Once the system architecture is modeled, you can run drive cycle and transient simulations to study how the coolant and refrigerant loops interact during fast charging, cold soak starts, and steep grade climbs. You can also compare active, passive, and hybrid cooling strategies; size pumps, cooling plates, and heat exchangers for worst-case scenarios; and understand trade-offs between liquid, refrigerant-based, and air-assisted cooling strategies. These simulations help you quantify how cabin heating and cooling loads affect vehicle range and evaluate the performance benefits of heat pump operation relative to resistive heating. By exploring these trade-offs in a single modeling environment, you can assess alternative thermal architectures and design systems that meet performance and efficiency requirements.
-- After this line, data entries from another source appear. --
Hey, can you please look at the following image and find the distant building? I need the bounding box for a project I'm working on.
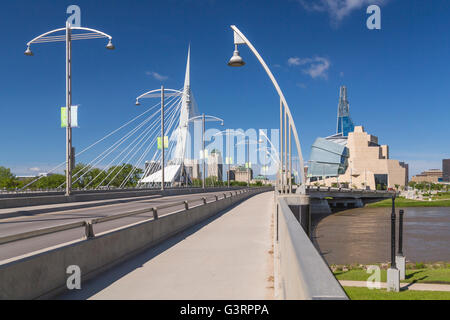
[207,149,223,181]
[443,159,450,182]
[184,159,201,180]
[228,166,253,183]
[307,86,408,190]
[411,169,443,183]
[252,175,273,186]
[38,173,55,177]
[399,162,409,186]
[336,86,355,137]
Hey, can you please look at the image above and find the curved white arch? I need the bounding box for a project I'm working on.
[27,26,113,46]
[188,115,224,123]
[230,25,306,191]
[136,88,183,101]
[71,27,112,40]
[27,28,66,46]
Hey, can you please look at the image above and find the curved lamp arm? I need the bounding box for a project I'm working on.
[188,115,224,125]
[230,25,306,189]
[72,27,112,40]
[135,88,183,104]
[27,26,113,46]
[26,28,66,46]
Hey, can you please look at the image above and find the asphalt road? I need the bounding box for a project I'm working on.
[0,190,238,261]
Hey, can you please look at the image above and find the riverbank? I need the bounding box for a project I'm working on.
[367,197,450,207]
[335,263,450,300]
[343,286,450,300]
[333,263,450,284]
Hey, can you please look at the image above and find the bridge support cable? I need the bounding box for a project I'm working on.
[104,100,182,189]
[74,97,181,189]
[119,99,183,188]
[57,95,182,189]
[58,108,161,189]
[83,106,174,189]
[19,100,163,191]
[121,99,182,188]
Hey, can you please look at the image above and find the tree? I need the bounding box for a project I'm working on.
[35,174,65,189]
[0,166,18,189]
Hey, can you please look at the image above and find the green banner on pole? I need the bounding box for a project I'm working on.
[157,136,169,150]
[61,107,67,128]
[61,106,78,128]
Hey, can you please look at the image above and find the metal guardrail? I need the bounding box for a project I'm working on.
[305,185,396,194]
[0,189,256,245]
[0,185,245,196]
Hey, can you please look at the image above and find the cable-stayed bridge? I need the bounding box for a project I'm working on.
[0,24,394,301]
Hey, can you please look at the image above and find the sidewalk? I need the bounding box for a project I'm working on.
[60,192,275,300]
[340,280,450,292]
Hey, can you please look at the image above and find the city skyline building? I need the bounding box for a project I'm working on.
[207,149,223,181]
[443,159,450,182]
[411,169,443,183]
[308,86,408,189]
[336,86,355,137]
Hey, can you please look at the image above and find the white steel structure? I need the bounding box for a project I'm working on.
[139,47,194,185]
[227,25,306,194]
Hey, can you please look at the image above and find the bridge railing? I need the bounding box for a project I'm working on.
[0,185,247,197]
[276,196,348,300]
[306,185,396,194]
[0,188,270,245]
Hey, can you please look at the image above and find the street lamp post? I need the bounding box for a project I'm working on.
[161,86,165,191]
[227,25,306,195]
[25,22,115,196]
[188,114,224,189]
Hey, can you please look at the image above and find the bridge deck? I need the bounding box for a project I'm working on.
[58,192,275,300]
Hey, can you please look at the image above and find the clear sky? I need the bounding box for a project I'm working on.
[0,0,449,177]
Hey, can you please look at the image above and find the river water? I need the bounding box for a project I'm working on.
[312,206,450,265]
Design Controls for EV Thermal Management

EV thermal management means managing battery, motor, power electronics, and cabin temperatures as ambient conditions, power demand, and comfort requirements change. Simulink^® provides a structured environment for developing control strategies using Model-Based Design, enabling engineers to design closed-loop controls that combine feedforward and PID techniques for valve actuation, mass flow (pump) control, and heat exchange path selection. The same environment also supports more advanced approaches—such as dynamic programming—for predictive thermal management. With Stateflow^®, you can define supervisory logic that manages transitions between operating modes based on battery temperature, ambient conditions, and operating constraints.

By integrating physical models and control logic in one simulation environment, you can design and test supervisory thermal strategies earlier in the development cycle, reducing costly hardware changes. You can evaluate how and when to derate torque or charging power as thermal limits are approached, quantify how different operating modes affect energy consumption and vehicle range, and run rapid what‑if studies across drive cycles and ambient conditions. You can also refine control strategies to meet performance, safety, and efficiency targets with greater confidence ahead of vehicle or hardware-in-the-loop (HIL) testing.
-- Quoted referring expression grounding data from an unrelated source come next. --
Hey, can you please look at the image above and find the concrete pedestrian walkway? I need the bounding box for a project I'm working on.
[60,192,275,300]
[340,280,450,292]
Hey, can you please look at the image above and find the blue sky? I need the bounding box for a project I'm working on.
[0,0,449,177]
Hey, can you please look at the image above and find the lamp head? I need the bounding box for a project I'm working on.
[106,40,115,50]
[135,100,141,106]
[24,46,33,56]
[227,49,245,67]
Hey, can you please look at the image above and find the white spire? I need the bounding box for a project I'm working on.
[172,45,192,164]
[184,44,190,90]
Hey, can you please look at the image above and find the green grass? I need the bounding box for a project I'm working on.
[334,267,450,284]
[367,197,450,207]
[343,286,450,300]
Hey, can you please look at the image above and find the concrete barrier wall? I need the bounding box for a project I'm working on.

Create ROMs, Generate Code, and Perform HIL Testing

With Simulink, Embedded Coder^®, and HDL Coder™, you can generate efficient C/C++ or HDL code from your control algorithms and generate code from your Simscape plant model for rapid prototyping and real-time execution on dSPACE^®, Speedgoat^®, and other HIL platforms. By exercising your thermal management strategy in a real-time environment before physical testing, you can confirm safe operating behavior, assess derating and mode transitions, and reduce reliance on costly, risk-prone hardware tests.

Complex thermal management system models may not always be capable of running in real time due to the highly nonlinear nature of the governing equations of thermofluid systems. To perform HIL testing with such a model, you can create data-driven reduced-order models (ROMs) out of the most numerically challenging parts of the physical model. By simplifying complex dynamics into a more manageable form, ROMs enable engineers to perform simulations while maintaining the accuracy needed for effective controller validation.

Engineers can design robust and efficient EV thermal management systems using MATLAB, Simulink, Simscape, and Simscape Fluids. By leveraging simulation and virtual testing, teams can accelerate development cycles, enhance reliability, and reduce physical prototyping costs. As safety requirements grow and expectations around component performance and longevity increase, MathWorks solutions empower engineers to advance thermal management technologies and develop EVs that are safer, more efficient, and longer lasting.